On 13/01/15 23:31, Boris Ostrovsky wrote:
> On 01/12/2015 10:43 AM, David Vrabel wrote:
>> From: Jenny Herbert <jennifer.herbert@xxxxxxxxxx>
>>
>> Introduce gnttab_unmap_refs_async() that can be used to safely unmap
>> pages that may be in use (ref count > 1).  If the pages are in use the
>> unmap is deferred and retried later.  This polling is not very clever
>> but it should be good enough if the cases where the delay is necessary
>> are rare.
>>
>> The initial delay is 5 ms and is increased linearly on each subsequent
>> retry (to reduce load if the page is in use for a long time).
>>
>> This is needed to allow block backends using grant mapping to safely
>> use network storage (block or filesystem based such as iSCSI or NFS).
>>
>> The network storage driver may complete a block request whilst there
>> is a queued network packet retry (because the ack from the remote end
>> races with deciding to queue the retry).  The pages for the retried
>> packet would be grant unmapped and the network driver (or hardware)

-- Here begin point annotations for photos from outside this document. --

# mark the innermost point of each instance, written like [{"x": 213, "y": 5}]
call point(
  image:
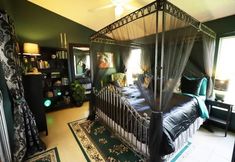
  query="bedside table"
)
[{"x": 220, "y": 105}]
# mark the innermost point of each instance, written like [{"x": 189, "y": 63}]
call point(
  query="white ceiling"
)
[{"x": 90, "y": 14}]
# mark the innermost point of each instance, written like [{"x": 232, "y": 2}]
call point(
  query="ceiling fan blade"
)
[
  {"x": 102, "y": 7},
  {"x": 142, "y": 2},
  {"x": 130, "y": 7}
]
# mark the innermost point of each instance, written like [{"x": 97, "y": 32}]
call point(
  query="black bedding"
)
[{"x": 184, "y": 111}]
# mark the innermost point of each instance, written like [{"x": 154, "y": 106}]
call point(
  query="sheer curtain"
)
[
  {"x": 178, "y": 43},
  {"x": 208, "y": 58}
]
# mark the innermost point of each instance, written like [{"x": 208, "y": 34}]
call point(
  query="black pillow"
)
[{"x": 190, "y": 85}]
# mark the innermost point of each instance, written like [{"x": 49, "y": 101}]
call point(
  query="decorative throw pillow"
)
[
  {"x": 203, "y": 87},
  {"x": 147, "y": 80},
  {"x": 190, "y": 85}
]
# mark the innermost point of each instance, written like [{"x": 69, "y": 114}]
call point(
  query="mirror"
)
[{"x": 79, "y": 60}]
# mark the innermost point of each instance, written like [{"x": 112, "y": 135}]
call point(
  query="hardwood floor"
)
[
  {"x": 206, "y": 146},
  {"x": 60, "y": 135}
]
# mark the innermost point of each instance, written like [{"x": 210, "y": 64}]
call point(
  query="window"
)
[
  {"x": 133, "y": 65},
  {"x": 226, "y": 66}
]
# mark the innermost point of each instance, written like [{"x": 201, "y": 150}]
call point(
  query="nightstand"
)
[{"x": 223, "y": 106}]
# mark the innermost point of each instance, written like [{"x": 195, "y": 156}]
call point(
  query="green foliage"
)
[{"x": 78, "y": 91}]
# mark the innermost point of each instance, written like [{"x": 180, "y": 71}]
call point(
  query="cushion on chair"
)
[{"x": 119, "y": 79}]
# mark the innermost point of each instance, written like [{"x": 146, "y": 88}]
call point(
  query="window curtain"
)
[
  {"x": 26, "y": 136},
  {"x": 178, "y": 42},
  {"x": 208, "y": 58}
]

>> would access the unmapped page.
[...]
>> --- a/drivers/xen/grant-table.c
>> +++ b/drivers/xen/grant-table.c
>> @@ -42,6 +42,7 @@
>>   #include <linux/io.h>
>>   #include <linux/delay.h>
>>   #include <linux/hardirq.h>
>> +#include <linux/workqueue.h>
>>     #include <xen/xen.h>
>>   #include <xen/interface/xen.h>
>> @@ -817,6 +818,49 @@ int gnttab_unmap_refs(struct
>> gnttab_unmap_grant_ref *unmap_ops,
>>   }
>>   EXPORT_SYMBOL_GPL(gnttab_unmap_refs);
>>   +#define GNTTAB_UNMAP_REFS_DELAY 5
>> +
>> +static void __gnttab_unmap_refs_async(struct gntab_unmap_queue_data*
>> item);
>> +
>> +static void gnttab_unmap_work(struct work_struct *work)
>> +{
>> +    struct gntab_unmap_queue_data
>> +        *unmap_data = container_of(work,
>> +                       struct gntab_unmap_queue_data,
>> +                       gnttab_work.work);
>> +    if (unmap_data->age != UINT_MAX)
>> +        unmap_data->age++;
>> +    __gnttab_unmap_refs_async(unmap_data);
> 
> Should there be a termination condition if pages are never (for some
> definition of "never") released? Return -ETIMEDOUT in done()? Or at
> least print a warning once?

There's not really any sensible error handling that can be done on such
a timeout.  We can't complete the original request and we can't just
forget about it.  Also, any such timeout would be to aid debugging a bug
elsewhere in the system so I'd prefer not to add it until it's needed.